— Подожди-ка, — остановилась Катя, когда мы уже поднялись на первый этаж, — к Рябининым я забегу, мне они «Лолиту» обещали дать почитать…
— Это… Набокова, что ли? — неуверенно спросил я.
— Набокова, Набокова, — Катя сунула мне в руку ключ, — иди, я тебя догоню…
Катин дом был пятиэтажный, просторный, кирпичный; в нем жили люди со званиями и с различными учеными степенями, его в городе так и называли «Дом ученых». Мне нравились в нем светлые чистые лестничные площадки, отличавшиеся большими размерами и громадными окнами, в которые свободно и широко лился уличный свет. Я невольно сравнивал с нашим подъездом, который больше похож на хлев, где содержат свиней, чем на подъезд жилого дома. Я немного постоял у окна, глядя на снег, на деревья, потом поднялся на четвертый этаж и сунул ключ в замок… Но он почему-то не поворачивался.

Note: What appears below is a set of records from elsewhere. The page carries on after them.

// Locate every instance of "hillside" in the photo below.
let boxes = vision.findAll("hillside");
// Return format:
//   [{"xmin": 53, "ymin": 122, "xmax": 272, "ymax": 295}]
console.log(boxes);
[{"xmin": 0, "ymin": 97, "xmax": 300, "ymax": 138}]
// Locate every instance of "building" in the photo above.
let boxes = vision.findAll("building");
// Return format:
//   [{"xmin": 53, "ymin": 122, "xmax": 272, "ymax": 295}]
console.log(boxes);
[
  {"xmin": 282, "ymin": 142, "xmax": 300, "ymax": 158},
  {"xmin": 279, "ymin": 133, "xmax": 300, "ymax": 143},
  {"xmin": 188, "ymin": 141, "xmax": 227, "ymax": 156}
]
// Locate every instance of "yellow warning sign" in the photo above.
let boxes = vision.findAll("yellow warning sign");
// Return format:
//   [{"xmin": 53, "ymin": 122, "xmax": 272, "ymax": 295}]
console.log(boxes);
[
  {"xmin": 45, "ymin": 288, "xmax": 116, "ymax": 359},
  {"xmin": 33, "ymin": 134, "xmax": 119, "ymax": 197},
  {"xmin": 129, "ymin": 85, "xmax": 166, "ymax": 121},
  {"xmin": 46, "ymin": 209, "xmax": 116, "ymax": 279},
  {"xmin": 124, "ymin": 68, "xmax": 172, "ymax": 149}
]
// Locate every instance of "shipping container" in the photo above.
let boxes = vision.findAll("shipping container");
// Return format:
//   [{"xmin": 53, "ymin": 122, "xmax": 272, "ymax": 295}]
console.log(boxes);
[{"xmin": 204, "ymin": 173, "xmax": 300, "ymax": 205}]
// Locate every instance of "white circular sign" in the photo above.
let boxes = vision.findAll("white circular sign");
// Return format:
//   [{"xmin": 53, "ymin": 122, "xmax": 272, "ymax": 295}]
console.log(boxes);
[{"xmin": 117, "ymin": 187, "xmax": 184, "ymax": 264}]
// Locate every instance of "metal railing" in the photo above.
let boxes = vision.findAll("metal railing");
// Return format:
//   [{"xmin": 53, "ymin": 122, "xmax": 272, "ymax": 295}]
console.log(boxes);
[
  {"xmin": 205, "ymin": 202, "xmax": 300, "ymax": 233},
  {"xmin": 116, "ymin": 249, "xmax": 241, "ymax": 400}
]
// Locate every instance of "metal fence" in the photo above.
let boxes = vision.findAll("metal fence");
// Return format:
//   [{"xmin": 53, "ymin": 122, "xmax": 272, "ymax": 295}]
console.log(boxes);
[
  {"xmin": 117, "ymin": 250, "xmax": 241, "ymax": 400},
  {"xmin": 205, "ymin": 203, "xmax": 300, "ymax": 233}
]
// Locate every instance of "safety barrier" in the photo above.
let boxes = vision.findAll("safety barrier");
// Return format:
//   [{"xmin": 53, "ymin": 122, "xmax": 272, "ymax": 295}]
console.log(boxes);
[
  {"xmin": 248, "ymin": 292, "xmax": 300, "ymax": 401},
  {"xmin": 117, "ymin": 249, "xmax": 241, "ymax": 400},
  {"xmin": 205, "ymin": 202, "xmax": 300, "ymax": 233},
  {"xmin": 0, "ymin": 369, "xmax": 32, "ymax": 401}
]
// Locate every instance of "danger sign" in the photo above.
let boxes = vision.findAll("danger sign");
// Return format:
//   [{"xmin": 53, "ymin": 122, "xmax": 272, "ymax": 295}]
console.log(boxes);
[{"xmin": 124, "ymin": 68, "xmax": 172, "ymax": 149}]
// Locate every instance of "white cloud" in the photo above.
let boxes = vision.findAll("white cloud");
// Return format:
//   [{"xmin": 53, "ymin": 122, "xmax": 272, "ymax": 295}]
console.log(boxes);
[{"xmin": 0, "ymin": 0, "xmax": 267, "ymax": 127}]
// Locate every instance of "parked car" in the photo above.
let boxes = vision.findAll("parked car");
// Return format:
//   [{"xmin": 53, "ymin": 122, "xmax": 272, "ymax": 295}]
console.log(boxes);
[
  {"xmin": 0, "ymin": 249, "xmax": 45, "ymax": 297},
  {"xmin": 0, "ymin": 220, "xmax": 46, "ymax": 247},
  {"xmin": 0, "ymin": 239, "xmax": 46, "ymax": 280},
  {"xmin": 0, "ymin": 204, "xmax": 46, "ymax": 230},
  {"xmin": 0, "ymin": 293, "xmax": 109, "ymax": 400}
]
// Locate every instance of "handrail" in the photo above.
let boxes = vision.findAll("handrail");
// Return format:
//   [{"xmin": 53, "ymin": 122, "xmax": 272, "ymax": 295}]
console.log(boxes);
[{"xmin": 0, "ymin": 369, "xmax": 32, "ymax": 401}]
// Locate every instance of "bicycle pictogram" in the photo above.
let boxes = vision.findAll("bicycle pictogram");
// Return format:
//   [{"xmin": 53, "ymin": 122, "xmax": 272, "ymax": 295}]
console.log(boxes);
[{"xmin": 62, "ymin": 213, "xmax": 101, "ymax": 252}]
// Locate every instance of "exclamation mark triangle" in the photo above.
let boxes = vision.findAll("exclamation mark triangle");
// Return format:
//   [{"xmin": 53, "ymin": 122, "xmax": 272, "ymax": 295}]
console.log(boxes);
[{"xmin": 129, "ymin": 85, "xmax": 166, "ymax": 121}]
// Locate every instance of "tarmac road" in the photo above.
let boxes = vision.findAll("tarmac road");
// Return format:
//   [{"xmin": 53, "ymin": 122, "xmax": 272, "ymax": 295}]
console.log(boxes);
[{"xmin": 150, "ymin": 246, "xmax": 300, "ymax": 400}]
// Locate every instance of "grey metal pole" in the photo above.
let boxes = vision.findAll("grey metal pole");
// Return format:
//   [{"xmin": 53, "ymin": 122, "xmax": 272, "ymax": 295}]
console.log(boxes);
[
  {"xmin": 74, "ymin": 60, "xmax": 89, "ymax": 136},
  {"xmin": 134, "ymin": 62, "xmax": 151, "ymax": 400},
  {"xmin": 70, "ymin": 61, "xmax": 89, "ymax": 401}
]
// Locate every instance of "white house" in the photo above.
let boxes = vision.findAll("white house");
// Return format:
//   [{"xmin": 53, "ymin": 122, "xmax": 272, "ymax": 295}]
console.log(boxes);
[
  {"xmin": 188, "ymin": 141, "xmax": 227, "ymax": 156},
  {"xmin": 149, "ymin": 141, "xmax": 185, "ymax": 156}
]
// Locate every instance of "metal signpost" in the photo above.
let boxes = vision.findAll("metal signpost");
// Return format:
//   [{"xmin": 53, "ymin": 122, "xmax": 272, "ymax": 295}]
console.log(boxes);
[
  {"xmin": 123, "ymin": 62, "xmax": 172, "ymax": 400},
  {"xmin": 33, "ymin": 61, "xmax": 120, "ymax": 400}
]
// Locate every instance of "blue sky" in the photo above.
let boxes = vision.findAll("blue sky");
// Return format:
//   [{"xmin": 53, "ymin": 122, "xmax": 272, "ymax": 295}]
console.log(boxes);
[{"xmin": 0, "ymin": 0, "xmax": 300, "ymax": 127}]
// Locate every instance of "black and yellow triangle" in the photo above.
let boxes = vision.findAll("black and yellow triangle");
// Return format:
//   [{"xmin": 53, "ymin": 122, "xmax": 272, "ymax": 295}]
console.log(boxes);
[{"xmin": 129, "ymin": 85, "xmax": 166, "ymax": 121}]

Я с минуту возился с дверью, недоумевая, почему не могу открыть ее, как вдруг она распахнулась сама собой и перед моим удивленным взором возникла женщина в темно-фиолетовом платье с белым изнеженно-пухлым лицом.
— Здрасте, — выдавил я.
— Здравствуйте, здравствуйте, — сказала женщина, уставившись на ключ в моей руке. — Вы кто такой?
— Антон Анохин, — поспешил представиться я. — Мы учимся вместе с Катей. Она к… к Рябининым зашла… сейчас будет, а я вот…
— Ясно, — проговорила женщина, и ее усталое, слегка обрюзгшее лицо немного разгладилось вялой улыбкой. — Позвольте и мне представиться: Ольга Андреевна, мама Кати. Я утром приехала, она еще не знает… Ну, проходите, проходите, не стесняйтесь…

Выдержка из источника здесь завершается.